The winners of the 2016 Virgin Money London Marathon

If you were looking for an exciting 2016 London Marathon, you were in luck. On a day that saw the fastest five male wheelchair athletes crossed the line in the space of 5 seconds, at least four British marathon runners qualified for the Rio Olympic games 2016, three elite women fell during the race with one going on to win the race with cuts to her head and shoulder, and Eliud Kipchoge ran the fastest London Marathon ever, the theatre of the event did not disappoint.

Today, we caught up with the 2016 elite champions; Eliud Kipchoge and Jemima Sumgong.

Jemima was asked about her fall which happened very close to the end of the race which resulted in her hitting her head on the ground. Jemima says that when she fell down, she knew that the challenge would push her further to win the race, adding “when you get challenges, you will get success” She admits that she was in a lot of pain until the adrenaline kicked in about 500m after she fell.

Kipchoge’s first question is about his incredibly calm demeanour. Eliud says his calmness comes from the fact he believes in himself and from good training. He says

If I am fit then there is no hurry, so I can be calm. In Kenya we are all very calm.
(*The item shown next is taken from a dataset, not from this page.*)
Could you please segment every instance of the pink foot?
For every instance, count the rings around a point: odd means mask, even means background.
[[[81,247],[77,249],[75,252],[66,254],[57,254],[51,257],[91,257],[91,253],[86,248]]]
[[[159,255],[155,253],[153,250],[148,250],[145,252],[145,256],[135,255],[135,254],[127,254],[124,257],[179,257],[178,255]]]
The champions tell us that in their training camps, they all share the cleaning and the cooking and take turns to do this. Eliud says “We need to set examples for the young ones that we have to be responsible for ourselves and to show respect“.

Both Eliud and Jemima say their immediate priority is to spend some time with family and children before heading back into training. Eliud tells us that half of the population of Kenya was watching his incredible victory and that he had 1200 WhatsApp messages and 300 Facebook notifications when he was able to check his phone after breaking the course record.

Jemima is asked whether it is deliberate that she tends not to sit in the limelight. She admits that it is and that if eyes are not all on you, then you can concentrate more on the race.

The conversation turns to sportsmanship, which is the reason Eliud tells us he shared his water with Stanley Biwott during the race. He adds that he never complains about the weather conditions of a race because the same conditions will affect all the runners.

The final question is around the London Marathon crowd, there tens of thousands of people line the streets to cheer on the runners. Eliud says the London Marathon crowds are the rest in the world and that he misses them when he goes through the tunnel at Embankment.